= Disparus de l'Isère =

Series of missing child cases in France

Disparus de l'Isère (literally "Disappeared of the Isère") is the collective name given to between nine and twelve disappearances of children in the French département of Isère between 1983 and 1996. Some children were murdered, one was attacked, but survived and others have never been found. Only three of the cases (which themselves consist of two separate, unrelated cases) have been solved.

== Victims ==
1. Philippe Pignot, age 13, disappeared 25 May 1980 in La Morte-sur-Isère, never found.
2. Ludovic Janvier, age 6, disappeared 17 March 1983 in Saint-Martin-d'Hères, never found.
3. Grégory Dubrulle, age 7, disappeared 9 July 1983 in Grenoble, found alive the next day with head injuries in a landfill site in Pommiers-la-Placette.
4. Bones of an unidentified child who had been dead for at least several months and possibly several years – found 12 February 1985 in the Vercors Cave System.
5. Anissa Ouadi, age 5, disappeared 25 June 1985 in Grenoble, found strangled and drowned in Beauvoir dam 13 days later.
6. Charazed Bendouiou, age 10, disappeared 8 July 1987 in Bourgoin-Jallieu, never found.
7. Nathalie Boyer, age 15, disappeared 2 August 1988 in Villefontaine, found murdered in Saint-Quentin-Fallavier.
8. Fabrice Ladoux, age 12, disappeared 13 January 1989 in Grenoble, found murdered three days later, sexually attacked and with a head wound, in Quaix-en-Chartreuse in the Chartreuse Mountains.
9. Rachid Bouzian,* age 8, disappeared 3 August 1990 in Échirolles, found murdered the next day.

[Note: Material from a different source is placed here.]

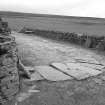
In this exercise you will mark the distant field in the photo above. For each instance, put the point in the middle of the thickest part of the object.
(78, 25)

A suspect was apprehended later that month.
10. Sarah Siad,* age 6, disappeared 16 April 1991 in Voreppe, found murdered.
11. Léo Balley, age 6, disappeared 19 July 1996 on the massif du Taillefer, never found.
12. Saïda Berch,* age 10, disappeared 24 November 1996 in Voreppe, found murdered.

== Investigations ==
In the spring of 2008, the authorities created a unit called "Mineurs 38" ("Minors 38" – 38 being the French departmental code for the Isère), comprising several investigators charged with reexamining all the cases.

=== Solved cases ===
1. The murder of Rachid Bouzian was solved shortly after the event. On 23 August 1990, a man who had taken part in the abduction was arrested, and accused his brother (who had by then fled abroad) of instigating the crime. The former was found guilty of abduction and murder and was sentenced to life imprisonment. He died in prison.
2. The murders of Sarah Siad (1991) and Saïda Berch (1996) were solved thanks to DNA profiling. On 25 July 2013, a man (who had been 15 years old at the time of the first murder) was investigated after traces of his DNA turned up at both of the different places where the two bodies were found. The man's profile was on the FNAEG, the French national DNA database, due to having previously been arrested for driving under the influence and driving without insurance.